Oggettivamente e soggettivamente questi compagni, da noi conosciuti dall'inizio della loro militanza politica e sociale di lotta, da sinistra sono scivolati sempre più al centro, diventando un problema e un ulteriore ostacolo nella battaglia per la rivoluzione in questo paese.
I comunisti, i rivoluzionari non sono astensionisti di principio; nella storia del movimento proletario e comunista sia a livello internazionale sia a livello nazionale hanno avuto momenti ed esperienze di utilizzo delle elezioni. Ma questo utilizzo è stato sempre in funzione della via rivoluzionaria. I comunisti si sono presentati per avere una platea più ampia, per utilizzare le possibilità elettorali o parlamentari per portare la voce e il programma rivoluzionario.

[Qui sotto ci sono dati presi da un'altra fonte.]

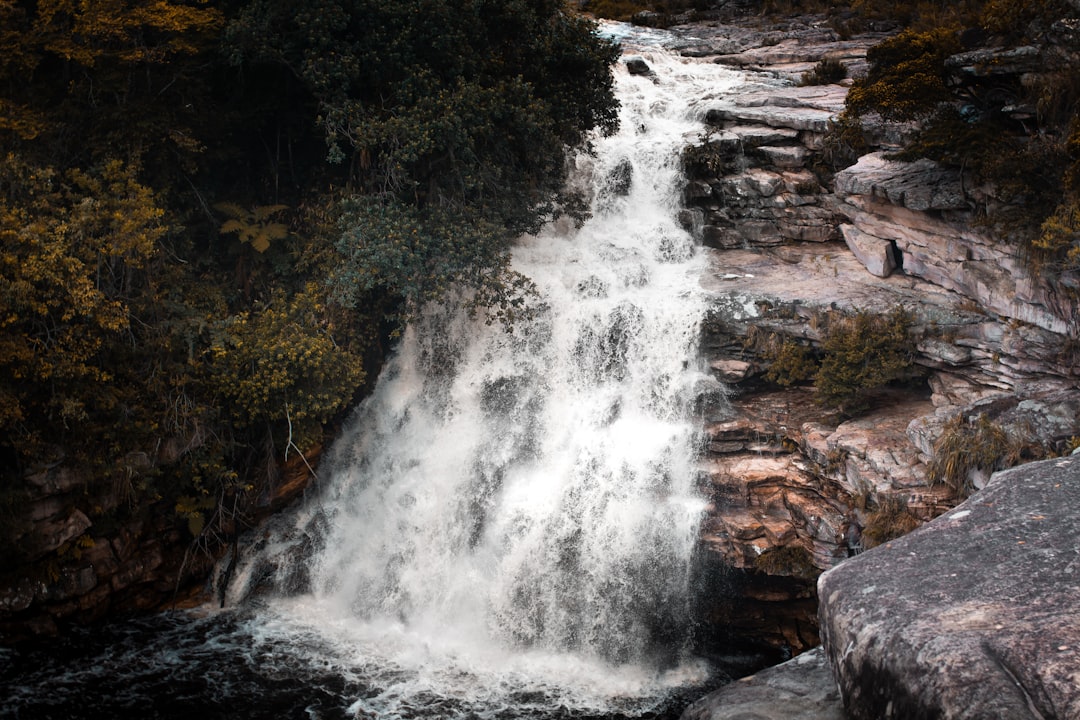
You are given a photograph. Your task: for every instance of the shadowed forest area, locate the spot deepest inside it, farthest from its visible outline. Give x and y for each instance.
(216, 215)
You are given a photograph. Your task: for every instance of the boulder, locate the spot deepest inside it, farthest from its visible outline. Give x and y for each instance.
(973, 615)
(800, 689)
(878, 256)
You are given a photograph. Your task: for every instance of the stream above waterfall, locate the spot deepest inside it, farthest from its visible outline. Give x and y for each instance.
(508, 527)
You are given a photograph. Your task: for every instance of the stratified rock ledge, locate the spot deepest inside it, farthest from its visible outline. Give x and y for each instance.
(974, 615)
(800, 689)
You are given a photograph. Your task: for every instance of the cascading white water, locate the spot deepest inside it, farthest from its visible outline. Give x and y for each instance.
(515, 512)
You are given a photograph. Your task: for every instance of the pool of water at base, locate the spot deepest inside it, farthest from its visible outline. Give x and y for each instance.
(199, 666)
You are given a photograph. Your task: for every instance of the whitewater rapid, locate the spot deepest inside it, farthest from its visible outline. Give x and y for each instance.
(511, 518)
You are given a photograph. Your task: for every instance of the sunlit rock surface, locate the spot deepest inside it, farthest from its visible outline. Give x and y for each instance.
(973, 615)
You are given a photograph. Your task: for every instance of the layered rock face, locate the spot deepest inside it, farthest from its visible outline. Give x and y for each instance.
(797, 488)
(973, 615)
(55, 574)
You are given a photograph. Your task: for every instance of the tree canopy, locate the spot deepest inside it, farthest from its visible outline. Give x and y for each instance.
(214, 214)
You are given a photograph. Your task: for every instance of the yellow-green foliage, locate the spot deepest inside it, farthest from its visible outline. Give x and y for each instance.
(790, 363)
(826, 71)
(861, 353)
(968, 446)
(786, 560)
(906, 76)
(280, 365)
(73, 245)
(890, 520)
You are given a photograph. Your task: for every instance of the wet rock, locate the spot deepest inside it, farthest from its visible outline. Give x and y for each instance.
(972, 615)
(637, 66)
(878, 256)
(800, 689)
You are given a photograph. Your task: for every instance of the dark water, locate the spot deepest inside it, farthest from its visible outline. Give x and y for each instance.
(201, 667)
(518, 542)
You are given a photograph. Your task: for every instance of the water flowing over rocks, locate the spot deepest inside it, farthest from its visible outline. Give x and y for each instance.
(800, 689)
(973, 615)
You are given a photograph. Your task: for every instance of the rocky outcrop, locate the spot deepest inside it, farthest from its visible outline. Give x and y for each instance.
(795, 488)
(800, 689)
(921, 213)
(972, 615)
(79, 558)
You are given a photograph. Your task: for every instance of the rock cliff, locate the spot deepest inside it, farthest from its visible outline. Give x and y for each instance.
(971, 616)
(797, 487)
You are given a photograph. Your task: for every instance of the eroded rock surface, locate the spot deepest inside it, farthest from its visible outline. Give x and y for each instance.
(973, 615)
(792, 484)
(800, 689)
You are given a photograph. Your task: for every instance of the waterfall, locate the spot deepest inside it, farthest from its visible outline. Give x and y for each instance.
(513, 511)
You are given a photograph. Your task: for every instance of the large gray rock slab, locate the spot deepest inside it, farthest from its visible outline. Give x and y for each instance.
(974, 615)
(800, 689)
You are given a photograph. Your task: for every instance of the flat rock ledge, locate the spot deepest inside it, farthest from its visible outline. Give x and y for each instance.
(973, 615)
(800, 689)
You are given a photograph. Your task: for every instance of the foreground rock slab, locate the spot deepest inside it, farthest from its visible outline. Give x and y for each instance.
(800, 689)
(973, 615)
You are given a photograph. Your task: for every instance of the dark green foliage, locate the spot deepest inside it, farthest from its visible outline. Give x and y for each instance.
(419, 254)
(825, 72)
(191, 288)
(458, 102)
(709, 159)
(1028, 164)
(862, 353)
(790, 363)
(792, 560)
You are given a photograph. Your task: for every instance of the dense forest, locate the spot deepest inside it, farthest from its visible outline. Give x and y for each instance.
(216, 215)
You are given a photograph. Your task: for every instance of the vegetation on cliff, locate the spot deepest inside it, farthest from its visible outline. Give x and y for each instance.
(996, 90)
(214, 215)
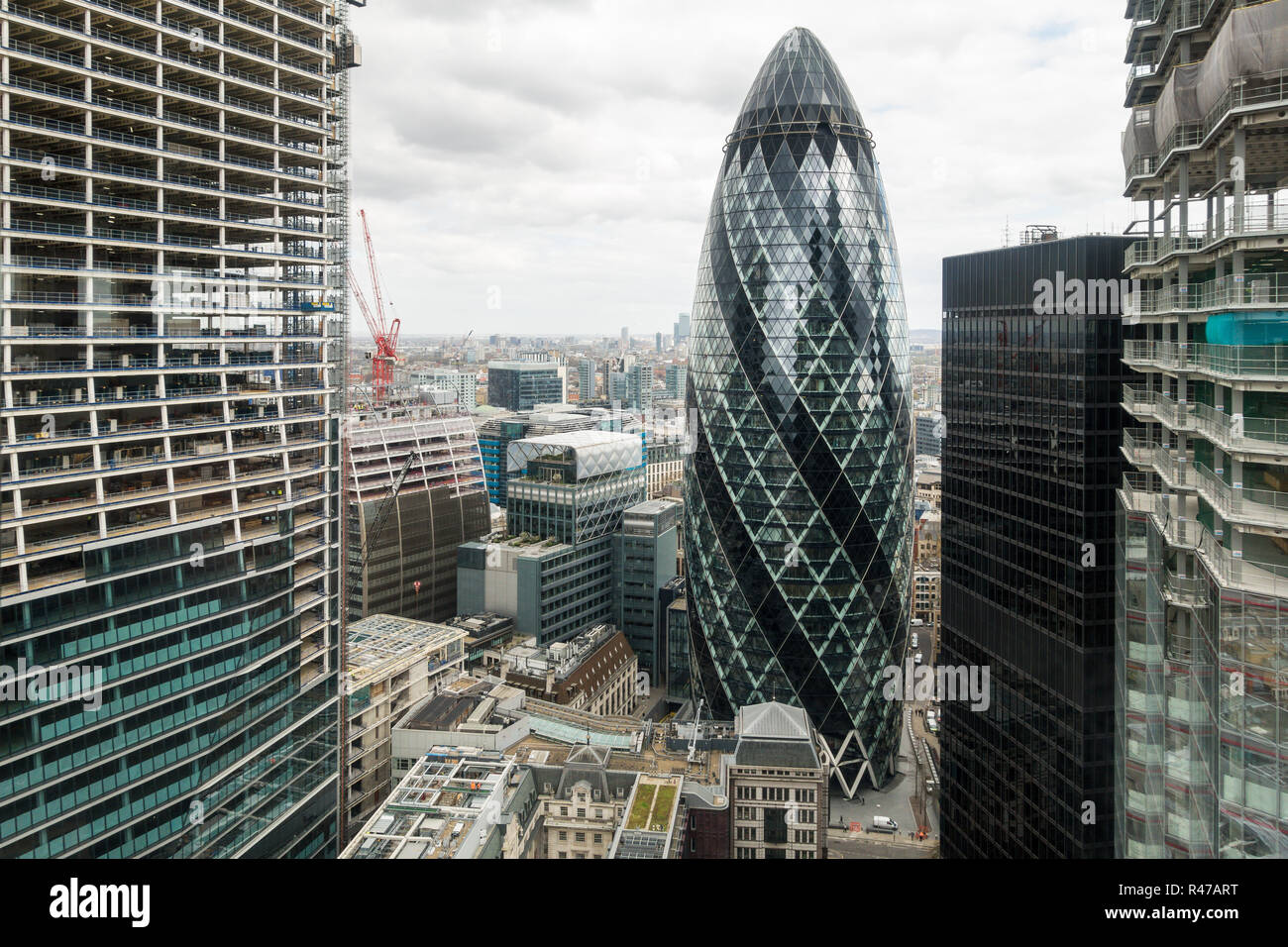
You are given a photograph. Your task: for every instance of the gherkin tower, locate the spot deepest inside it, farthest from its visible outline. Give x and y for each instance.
(799, 491)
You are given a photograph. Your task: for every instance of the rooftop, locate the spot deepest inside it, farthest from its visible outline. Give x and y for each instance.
(378, 643)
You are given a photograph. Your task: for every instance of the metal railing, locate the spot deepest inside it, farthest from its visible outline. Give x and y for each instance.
(1231, 291)
(1224, 361)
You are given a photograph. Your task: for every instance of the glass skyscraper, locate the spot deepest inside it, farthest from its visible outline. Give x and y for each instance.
(799, 496)
(172, 341)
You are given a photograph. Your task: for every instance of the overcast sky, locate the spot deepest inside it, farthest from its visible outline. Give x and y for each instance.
(546, 166)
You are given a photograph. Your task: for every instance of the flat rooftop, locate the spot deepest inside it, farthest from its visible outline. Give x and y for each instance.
(381, 642)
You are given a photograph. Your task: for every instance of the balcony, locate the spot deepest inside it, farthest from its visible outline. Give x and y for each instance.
(1227, 363)
(1231, 291)
(1241, 434)
(1254, 219)
(1155, 406)
(1185, 590)
(1244, 505)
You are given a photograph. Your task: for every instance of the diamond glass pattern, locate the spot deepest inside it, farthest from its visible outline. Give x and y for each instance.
(799, 493)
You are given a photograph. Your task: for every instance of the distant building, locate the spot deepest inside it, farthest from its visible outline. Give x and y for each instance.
(677, 617)
(682, 328)
(566, 497)
(390, 663)
(462, 384)
(639, 388)
(930, 487)
(483, 631)
(666, 455)
(592, 671)
(928, 534)
(618, 388)
(587, 389)
(523, 385)
(581, 802)
(930, 433)
(925, 596)
(778, 785)
(644, 562)
(411, 553)
(677, 377)
(496, 434)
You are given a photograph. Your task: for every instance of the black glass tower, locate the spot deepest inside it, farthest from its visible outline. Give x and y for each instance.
(1031, 380)
(799, 493)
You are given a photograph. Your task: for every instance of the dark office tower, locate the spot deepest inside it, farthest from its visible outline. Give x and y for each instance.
(799, 495)
(1031, 380)
(523, 385)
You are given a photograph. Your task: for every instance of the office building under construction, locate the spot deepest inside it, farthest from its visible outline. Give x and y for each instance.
(413, 491)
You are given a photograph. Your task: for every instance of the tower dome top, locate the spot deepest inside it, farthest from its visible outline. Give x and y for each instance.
(798, 82)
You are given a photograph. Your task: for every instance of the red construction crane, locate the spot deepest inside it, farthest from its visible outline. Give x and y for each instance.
(382, 331)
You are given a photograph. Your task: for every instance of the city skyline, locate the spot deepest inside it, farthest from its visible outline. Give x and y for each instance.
(555, 172)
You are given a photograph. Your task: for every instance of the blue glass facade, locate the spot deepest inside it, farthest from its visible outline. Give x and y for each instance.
(799, 493)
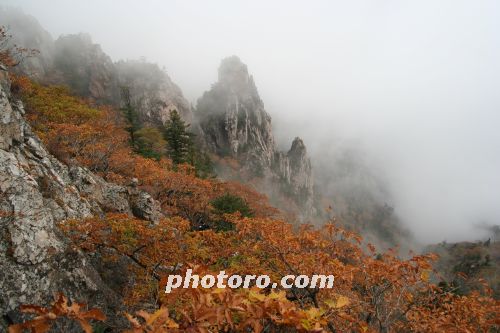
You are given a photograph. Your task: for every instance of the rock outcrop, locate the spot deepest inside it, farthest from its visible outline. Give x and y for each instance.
(37, 192)
(76, 61)
(85, 68)
(233, 122)
(152, 92)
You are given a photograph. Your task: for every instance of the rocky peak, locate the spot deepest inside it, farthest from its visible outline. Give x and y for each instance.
(36, 193)
(152, 92)
(82, 65)
(233, 74)
(233, 119)
(233, 122)
(76, 61)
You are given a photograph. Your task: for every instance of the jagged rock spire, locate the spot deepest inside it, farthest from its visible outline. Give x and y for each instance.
(234, 123)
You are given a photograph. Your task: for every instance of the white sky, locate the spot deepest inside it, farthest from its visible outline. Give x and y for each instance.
(416, 83)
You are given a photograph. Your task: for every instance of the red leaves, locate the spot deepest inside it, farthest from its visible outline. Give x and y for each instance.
(60, 308)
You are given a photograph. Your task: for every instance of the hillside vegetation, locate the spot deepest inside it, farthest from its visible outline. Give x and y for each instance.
(211, 226)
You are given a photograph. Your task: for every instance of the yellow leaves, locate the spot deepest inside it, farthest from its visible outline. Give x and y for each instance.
(424, 275)
(338, 303)
(159, 321)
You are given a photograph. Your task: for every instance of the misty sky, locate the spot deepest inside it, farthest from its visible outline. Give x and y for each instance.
(415, 84)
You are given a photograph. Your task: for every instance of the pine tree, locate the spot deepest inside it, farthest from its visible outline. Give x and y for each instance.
(179, 141)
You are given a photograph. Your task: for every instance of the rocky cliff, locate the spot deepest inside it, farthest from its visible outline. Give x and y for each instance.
(233, 122)
(76, 61)
(37, 192)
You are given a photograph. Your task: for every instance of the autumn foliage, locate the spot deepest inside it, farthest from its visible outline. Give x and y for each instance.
(373, 292)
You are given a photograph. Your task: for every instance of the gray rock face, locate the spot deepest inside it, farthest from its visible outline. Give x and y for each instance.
(26, 31)
(37, 192)
(233, 122)
(83, 66)
(295, 169)
(152, 92)
(76, 61)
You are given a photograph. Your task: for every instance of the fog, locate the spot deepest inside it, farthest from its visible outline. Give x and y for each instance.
(412, 86)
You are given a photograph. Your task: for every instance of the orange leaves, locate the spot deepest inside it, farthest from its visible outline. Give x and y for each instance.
(60, 308)
(158, 322)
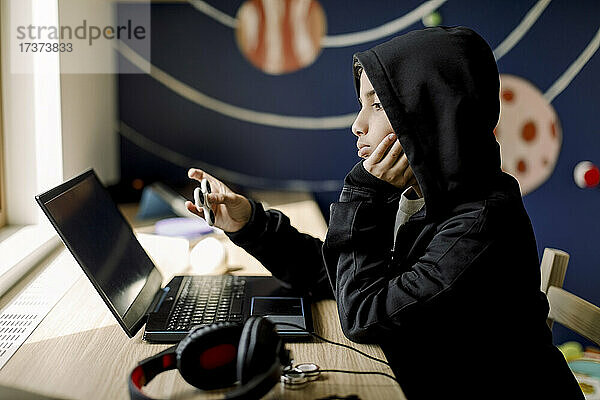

Questo manca nelle motivazioni, nei contenuti, negli interventi dei compagni dell'ex Opg. Il programma presentato per questa lista è un elenco di rivendicazioni, proposte che si possono ritrovare in tanti programmi elettorali e non delle organizzazioni della sinistra parlamentare, e vengono portate avanti nelle stesse forme vecchie e abusate (vedi Viola Garofalo che riempie i suoi interventi anche televisivi di “redistribuzione del reddito”, ecc. ecc.).
Il riformismo serve sempre la reazione e in una fase di tendenza al moderno fascismo e di debolezza ideologica, politica e organizzativa del movimento comunista, del sindacalismo di classe, ogni servizio reso dal riformismo è estremamente grave".